Thursday, January 31, 2008

My take on Arc

The nerdosphere is abuzz about Arc, Paul Graham's long-awaited new dialect of Lisp, so I figured I might as well pile on. For the benefit of those of you who read this blog for its political content, beware: this is going to be a seriously geeky post. You have been warned.

Some quick background: I am as big a fan of Lisp as you could ever hope to find. I've been using Lisp since 1979 (my first Lisp was P-Lisp on an Apple ][ ) and I used it almost exclusively for over twenty years until I lost my faith and switched, reluctantly, to Python (and I was not alone). Recently I have taken up Lisp again since the release of Clozure Common Lisp. I am proud of the fact that my login on Reddit, YC News and Arclanguage.org is Lisper.
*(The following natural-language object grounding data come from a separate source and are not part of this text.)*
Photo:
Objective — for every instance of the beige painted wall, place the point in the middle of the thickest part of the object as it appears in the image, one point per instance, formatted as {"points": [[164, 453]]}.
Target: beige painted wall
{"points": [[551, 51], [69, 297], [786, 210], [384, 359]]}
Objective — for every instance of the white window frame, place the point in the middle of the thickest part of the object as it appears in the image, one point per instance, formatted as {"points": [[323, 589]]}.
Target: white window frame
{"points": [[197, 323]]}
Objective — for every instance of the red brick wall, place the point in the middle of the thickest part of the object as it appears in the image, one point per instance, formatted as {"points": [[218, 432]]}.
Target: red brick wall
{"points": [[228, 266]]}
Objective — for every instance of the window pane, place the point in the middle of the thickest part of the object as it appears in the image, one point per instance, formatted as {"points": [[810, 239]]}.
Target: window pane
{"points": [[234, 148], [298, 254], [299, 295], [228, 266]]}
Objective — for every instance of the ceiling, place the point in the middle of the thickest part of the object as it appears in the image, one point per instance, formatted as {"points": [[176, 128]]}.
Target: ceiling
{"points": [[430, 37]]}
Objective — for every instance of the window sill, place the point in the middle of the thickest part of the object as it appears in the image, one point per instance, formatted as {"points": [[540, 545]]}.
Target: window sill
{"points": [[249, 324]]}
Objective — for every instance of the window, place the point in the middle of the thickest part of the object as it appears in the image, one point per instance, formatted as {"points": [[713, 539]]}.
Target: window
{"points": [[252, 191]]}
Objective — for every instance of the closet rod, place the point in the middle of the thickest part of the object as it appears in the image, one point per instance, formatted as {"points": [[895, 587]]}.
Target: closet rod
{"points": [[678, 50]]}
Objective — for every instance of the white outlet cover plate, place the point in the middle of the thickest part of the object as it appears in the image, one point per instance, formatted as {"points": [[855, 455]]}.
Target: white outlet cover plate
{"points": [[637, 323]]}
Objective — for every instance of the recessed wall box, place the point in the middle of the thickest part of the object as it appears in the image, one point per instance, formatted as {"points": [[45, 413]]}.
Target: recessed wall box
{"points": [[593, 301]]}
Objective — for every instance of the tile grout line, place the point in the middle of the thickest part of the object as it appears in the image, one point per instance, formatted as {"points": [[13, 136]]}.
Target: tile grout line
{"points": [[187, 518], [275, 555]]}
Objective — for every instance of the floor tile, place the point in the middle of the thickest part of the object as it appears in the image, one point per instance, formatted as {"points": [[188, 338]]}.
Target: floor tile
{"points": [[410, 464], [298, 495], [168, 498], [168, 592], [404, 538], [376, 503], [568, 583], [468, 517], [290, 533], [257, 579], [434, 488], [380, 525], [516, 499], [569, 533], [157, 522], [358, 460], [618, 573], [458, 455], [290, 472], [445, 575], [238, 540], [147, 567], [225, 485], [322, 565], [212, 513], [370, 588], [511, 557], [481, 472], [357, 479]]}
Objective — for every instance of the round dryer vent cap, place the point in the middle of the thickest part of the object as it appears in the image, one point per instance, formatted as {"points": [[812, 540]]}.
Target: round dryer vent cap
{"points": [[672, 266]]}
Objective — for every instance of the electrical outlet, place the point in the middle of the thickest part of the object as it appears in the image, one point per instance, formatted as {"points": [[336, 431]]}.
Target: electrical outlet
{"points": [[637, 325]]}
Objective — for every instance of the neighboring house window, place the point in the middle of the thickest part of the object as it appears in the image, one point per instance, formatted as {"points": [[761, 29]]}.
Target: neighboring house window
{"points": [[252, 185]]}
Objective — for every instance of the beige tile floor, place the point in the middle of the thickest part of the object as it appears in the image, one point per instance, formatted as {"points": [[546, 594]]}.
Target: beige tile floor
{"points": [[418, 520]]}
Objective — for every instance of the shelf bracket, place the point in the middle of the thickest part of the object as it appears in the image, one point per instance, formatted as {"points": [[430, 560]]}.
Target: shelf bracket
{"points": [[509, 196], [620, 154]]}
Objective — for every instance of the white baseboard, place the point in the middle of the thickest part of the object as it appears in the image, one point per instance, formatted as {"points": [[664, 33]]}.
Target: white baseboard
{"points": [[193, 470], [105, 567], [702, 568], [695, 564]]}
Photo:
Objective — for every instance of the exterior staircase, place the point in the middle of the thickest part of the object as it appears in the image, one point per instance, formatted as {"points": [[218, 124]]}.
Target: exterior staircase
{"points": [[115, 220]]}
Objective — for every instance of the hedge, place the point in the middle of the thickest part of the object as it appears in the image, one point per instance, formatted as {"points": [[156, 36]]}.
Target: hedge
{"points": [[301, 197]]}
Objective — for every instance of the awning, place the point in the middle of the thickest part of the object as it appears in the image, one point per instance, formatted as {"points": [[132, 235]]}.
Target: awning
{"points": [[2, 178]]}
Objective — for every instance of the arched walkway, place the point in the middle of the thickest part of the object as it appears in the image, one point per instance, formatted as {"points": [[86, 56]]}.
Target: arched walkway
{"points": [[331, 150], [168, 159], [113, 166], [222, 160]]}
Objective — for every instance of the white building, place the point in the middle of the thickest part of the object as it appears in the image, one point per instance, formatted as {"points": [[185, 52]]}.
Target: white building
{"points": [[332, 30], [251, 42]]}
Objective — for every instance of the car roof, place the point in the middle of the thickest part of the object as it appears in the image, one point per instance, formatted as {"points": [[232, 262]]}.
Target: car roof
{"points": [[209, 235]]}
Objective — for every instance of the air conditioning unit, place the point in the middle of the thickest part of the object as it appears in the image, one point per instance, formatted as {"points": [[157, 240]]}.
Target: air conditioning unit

Furthermore, I am a huge Paul Graham fan. I think his essays are brilliant. I think Y Combinator is brilliant (to the point where I'm seriously considering moving from LA to the Silicon Valley just so I can go hang out there). Paul is the kind of guy I wish I could be but can't.
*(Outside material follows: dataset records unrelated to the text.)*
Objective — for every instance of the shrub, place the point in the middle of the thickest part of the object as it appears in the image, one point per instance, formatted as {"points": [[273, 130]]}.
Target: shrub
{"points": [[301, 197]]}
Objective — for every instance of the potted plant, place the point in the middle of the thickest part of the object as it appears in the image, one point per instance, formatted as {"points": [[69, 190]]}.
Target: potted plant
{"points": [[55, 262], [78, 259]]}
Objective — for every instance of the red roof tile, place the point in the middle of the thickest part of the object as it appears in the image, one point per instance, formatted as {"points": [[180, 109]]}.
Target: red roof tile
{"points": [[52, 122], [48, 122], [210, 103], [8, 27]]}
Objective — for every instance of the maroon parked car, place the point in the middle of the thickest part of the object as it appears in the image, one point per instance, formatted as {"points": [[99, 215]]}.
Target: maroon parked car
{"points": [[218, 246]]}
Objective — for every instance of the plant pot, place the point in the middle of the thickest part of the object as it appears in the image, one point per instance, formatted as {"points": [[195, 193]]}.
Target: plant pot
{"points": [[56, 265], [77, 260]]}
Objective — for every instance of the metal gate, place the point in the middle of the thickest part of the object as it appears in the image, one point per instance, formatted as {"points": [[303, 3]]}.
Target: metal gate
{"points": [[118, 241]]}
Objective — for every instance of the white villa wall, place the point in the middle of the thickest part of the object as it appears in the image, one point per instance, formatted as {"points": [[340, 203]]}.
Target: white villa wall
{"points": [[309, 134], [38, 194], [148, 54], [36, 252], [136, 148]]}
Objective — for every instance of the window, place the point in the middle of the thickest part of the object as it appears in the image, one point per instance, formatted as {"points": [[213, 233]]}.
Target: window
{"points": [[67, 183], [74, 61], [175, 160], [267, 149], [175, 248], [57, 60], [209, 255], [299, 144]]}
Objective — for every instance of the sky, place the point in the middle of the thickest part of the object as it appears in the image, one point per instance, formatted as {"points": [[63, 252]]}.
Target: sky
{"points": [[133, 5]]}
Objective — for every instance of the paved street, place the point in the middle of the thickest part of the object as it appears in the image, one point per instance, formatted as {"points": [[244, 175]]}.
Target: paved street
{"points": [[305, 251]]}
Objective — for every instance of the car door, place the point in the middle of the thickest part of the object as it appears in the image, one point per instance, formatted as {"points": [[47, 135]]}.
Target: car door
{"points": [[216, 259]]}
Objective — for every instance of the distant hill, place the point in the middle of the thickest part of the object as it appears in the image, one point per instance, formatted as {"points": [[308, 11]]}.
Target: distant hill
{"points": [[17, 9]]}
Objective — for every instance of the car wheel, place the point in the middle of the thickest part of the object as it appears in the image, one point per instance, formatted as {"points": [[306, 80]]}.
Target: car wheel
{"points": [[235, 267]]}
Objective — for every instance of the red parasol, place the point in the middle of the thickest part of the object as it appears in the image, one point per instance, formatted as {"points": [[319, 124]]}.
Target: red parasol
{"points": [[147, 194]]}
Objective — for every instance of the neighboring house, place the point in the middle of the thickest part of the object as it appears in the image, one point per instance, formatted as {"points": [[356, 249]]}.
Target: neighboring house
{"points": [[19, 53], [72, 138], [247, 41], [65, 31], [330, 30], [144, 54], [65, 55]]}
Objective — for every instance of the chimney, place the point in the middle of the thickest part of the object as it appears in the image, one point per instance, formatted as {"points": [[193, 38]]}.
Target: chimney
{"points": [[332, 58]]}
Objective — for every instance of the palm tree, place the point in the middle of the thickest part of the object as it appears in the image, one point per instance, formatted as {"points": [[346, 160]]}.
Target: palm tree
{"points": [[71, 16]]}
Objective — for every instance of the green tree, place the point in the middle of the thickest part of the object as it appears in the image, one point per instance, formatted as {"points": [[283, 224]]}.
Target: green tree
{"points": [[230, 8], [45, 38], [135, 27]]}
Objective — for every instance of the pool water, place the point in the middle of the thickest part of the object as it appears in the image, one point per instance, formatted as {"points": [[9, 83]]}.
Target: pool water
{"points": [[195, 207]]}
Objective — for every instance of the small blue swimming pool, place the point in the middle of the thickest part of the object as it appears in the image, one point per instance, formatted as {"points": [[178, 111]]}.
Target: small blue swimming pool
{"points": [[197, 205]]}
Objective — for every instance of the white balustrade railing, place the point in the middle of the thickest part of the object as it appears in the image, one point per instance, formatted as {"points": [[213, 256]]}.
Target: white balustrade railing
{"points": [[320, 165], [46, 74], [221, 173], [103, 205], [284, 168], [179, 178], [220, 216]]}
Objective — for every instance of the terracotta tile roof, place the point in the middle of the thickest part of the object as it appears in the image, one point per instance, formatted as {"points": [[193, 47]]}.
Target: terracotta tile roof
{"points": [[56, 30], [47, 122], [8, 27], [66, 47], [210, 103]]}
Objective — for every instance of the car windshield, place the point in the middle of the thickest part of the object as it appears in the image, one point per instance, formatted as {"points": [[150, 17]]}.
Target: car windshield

And to round out the preliminaries and disclaimers, I am mindful of the fact that the current release of Arc is a first draft, and it's never possible to live up to the hype.
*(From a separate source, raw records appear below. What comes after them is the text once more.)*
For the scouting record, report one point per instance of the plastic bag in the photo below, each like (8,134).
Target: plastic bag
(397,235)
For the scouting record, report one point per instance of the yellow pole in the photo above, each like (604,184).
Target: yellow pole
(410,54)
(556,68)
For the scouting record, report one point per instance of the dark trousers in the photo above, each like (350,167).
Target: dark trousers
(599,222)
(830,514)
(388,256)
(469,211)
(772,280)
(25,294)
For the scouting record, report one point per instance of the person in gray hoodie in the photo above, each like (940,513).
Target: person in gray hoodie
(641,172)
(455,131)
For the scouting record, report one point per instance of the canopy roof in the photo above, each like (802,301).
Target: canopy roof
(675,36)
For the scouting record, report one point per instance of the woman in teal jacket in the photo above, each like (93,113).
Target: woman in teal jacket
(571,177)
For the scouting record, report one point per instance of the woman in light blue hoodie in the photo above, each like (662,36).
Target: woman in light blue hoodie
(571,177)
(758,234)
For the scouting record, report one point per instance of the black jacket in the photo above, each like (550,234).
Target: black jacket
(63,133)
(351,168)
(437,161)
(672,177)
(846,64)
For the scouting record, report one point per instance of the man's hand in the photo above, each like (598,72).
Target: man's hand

I think all the enthusiasm and buzz about Arc is wonderful, but I am concerned what will happen if people start to think that there's no there there. If Arc doesn't save Lisp it's hard to imagine what would. And unfortunately, I think Arc has some quite serious problems.

The biggest problem with Arc is that it is at the moment not much more than a (very) thin layer on top of Scheme. Now, that would be OK if it were the right thin layer, but I don't think it is. Arc's design path is well-trod, and the pitfalls that lie upon it are mostly well known.

For example, Arc is 1) a Lisp-1 that 2) uses unhygienic macros and 3) does not have a module system. This is bound to lead to problems when programs get big, and not because people forget to put gensyms (which Arc dubs "uniqs") in the right place (although I predict that will be a problem too). The problem is that in a Lisp-1, local variable bindings can shadow global function names, and so if you use a macro M that references a global function F in a context where F is shadowed then M will fail. If you're lucky you'll get an error. If you're not lucky your program will just do some random weird thing. Hygienic macros were not invented just because some intellectuals in an ivory tower wanted to engage in some mathematical masturbation. This is a real problem, and the larger your code base the more real it becomes.

I cite this problem first because macros are, according to Paul Graham, the raison d'etre for Lisp. Macros are the reason for putting up with all those irritating parentheses. And macros in Arc are broken.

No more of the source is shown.